I strongly feel this is an empowerment issue, relating to self-esteem and self-image, or rather projected constructions of what is acceptable. We feed off breasts as babies, and as adolescents learn to cover them up, hide them, make like Adam and Eve after they ate the forbidden fruit. Should something so many children, boys and girls alike, thrive on to survive as newborns, be covered up in scenarios where men’s are visible? I remember being able to take off my bathing suit as a young child and feel no shame. But at some point I outgrew training bras and grew embarrassed of my body. There was a distinct point in time where I stopped feeling comfortable changing in front of my own sisters. Is my discomfort at the idea of joining friends for dinner clearly braless an unfortunate self-inflicting pain? If all women in a class attended a lecture without bras, would it be too distracting, or compromise the students’ learning abilities? Am I wrong to assume most women would also be reluctant to partake in such a liberating physical comfort? Do excuse me if this is not the case.
I would like to advocate embracing breasts in a natural state, regardless if they sag, bounce, or appear unpronounced. Who decided it would be socially unacceptable for the shape of a woman’s nipples to show beneath a shirt? It’s nothing men haven’t also experienced in the cold or state of arousal. Is there an exception for women since they are more openly sexualized, and why should this double standard hold true? If others cannot keep their heads clear (or down), why should women carry what I perceive as a burden?

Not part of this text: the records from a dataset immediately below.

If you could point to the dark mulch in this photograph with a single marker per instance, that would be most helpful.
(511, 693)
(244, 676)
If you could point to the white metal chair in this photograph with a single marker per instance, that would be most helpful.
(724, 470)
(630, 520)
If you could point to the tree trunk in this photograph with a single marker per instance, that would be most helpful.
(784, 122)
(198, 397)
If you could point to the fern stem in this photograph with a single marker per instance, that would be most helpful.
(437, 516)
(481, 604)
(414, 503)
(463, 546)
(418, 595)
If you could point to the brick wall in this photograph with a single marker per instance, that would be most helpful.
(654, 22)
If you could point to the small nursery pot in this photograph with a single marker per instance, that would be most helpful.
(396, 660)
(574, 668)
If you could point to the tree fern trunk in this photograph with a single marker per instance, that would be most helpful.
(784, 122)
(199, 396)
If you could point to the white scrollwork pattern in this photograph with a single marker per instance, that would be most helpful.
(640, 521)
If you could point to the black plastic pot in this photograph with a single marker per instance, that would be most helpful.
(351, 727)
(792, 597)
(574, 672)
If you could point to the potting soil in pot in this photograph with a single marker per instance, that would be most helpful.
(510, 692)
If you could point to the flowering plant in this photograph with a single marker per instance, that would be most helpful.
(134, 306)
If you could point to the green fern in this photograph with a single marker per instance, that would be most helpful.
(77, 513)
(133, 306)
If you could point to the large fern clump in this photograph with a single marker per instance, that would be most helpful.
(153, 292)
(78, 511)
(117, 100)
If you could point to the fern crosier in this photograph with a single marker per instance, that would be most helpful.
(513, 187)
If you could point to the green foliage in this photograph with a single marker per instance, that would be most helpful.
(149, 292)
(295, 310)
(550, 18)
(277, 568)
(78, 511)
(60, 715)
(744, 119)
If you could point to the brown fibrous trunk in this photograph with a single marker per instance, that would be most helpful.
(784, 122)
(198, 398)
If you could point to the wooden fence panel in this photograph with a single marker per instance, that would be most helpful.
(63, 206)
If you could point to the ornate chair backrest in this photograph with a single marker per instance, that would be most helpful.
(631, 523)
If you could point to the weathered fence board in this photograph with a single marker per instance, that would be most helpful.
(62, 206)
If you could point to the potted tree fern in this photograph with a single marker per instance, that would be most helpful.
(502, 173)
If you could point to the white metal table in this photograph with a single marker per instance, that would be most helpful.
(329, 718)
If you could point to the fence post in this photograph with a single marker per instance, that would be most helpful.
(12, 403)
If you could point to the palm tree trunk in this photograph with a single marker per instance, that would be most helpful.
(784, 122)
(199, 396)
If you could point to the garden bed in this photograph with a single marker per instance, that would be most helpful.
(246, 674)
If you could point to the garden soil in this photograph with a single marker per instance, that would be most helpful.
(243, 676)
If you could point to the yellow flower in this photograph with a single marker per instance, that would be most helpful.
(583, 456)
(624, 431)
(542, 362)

I sit at my computer more than ever conscious of my strapless silky bra, creating indentures in my skin. Do these ideas cross a line of appropriateness? Should I hesitate to share these ideas with my friends, or one of my professors? Is this all together crazy or embarrassing? And for any critics who would be quick to say yes, I’d like to ask why this is the case given that it is a relevant issue to possibly you, your girlfriend, sister, daughter, or mailwoman. Ask any of them if they have reveled in the feeling of taking their bra off; I double-D dare you. While you’re at it, take yourself back in time to the 1800s and imagine if you would also ridicule those first women who dared to wear bloomers. I know my concerns may elicit laughter from discomfort or raise some disapproving eyebrows; imagining the possibility may also raise other body parts, but is that a bad thing?
Or you know, maybe my bra’s a little too tight; what do you think?
Elvia Lopez is a UCLA undergraduate involved in UCLA Sex Squad, where she uses humor and personal narrative to perform sexual health education for LAUSD 9th graders. She has volunteered in India and Costa Rica and has traveled alone throughout Spain, Portugal, Denmark, Germany, France, and Italy, interacting with Parisian artists, Portuguese taxi drivers, professors, and other students to gain deeper understanding of culture and social constructions. She possesses a hyperawareness to gender, class, and racial issues and an inextinguishable, fiery tongue. Focused on amplifying the reverberations of her voice, as well as those deemed incapable of speaking or protesting, she dreams of shedding light upon unspoken lived realities.